Like its worthy predecessors Turn Of The Wheel mines a diversity of influences and is stylistically variable, but within the defined and well-developed Steepwater sound. Finely-judged positioning of tracks across the collection offers the listener variations of approach, tempo and delivery.

Bassist Tod Bowers has amicably stepped aside since 2016’s Shake Your Faith, replaced by Joe Bishop who is frequently adventurous but studiedly solid in playing for the song.

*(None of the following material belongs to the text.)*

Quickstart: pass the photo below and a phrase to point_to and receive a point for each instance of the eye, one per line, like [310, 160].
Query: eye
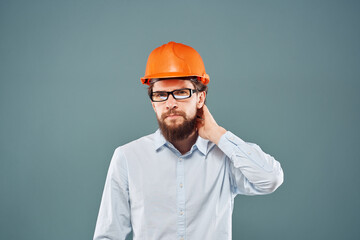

Fleshing out the TSB sound are welcome passages and inserts from guest keyboardist Chris Grove and saxophonist Terry ‘Sonny Lee’ Tritt, the latter especially adding supplementary soul to the funk of ‘That’s Not The Way’. If TSB is a self-contained self-sufficient unit, these contributions, and others, are prudent enhancements of their sound, where restraint and subtlety ensure that a potential runaway juggernaut is always held in control.

‘Trance’ is a case in point, a pulsing rocker where Jeff Massey’s vocal never has to compete with the controlled rumble. The singer is assertive without histrionics or over-stretching, whilst the title track demonstrates Eric Saylors’s bottleneck subtlety in an arrangement built around a crunching chordal riff, and all held together by drummer Joe Winters. Saylors expertly handles the filthy bottleneck riffing on ‘Lost On You’ featuring a heavily-effected Massey vocal, and its rhythmic shifts and changes are again expertly bossed by Winters. When required, Massey too can deliver more stridently, the edgy shuffle of ‘Please The Believer’ supplying the evidence.

Offering further diversity and dynamics are ‘Big Pictures’, founded on a rolling rhythm, as if Neil Young meets Britpop head on, and ‘Make It Right’ boogies melodically, with a lovely live vibe to the recording. There’s a more reflective country feel – but with bite - to ‘In The Dust Behind’ and in the nautical motifs of ‘Abandon Ship’.

‘The Peace You’re Looking For’ closes Turn Of The Wheel, a pleasing counter melody in the guitar riff a melodic hook on its own, and it is matched for radio-friendliness and pleasing light and shade dynamics with ‘Running From The Storm’, the nagging earworm of a very worthwhile release.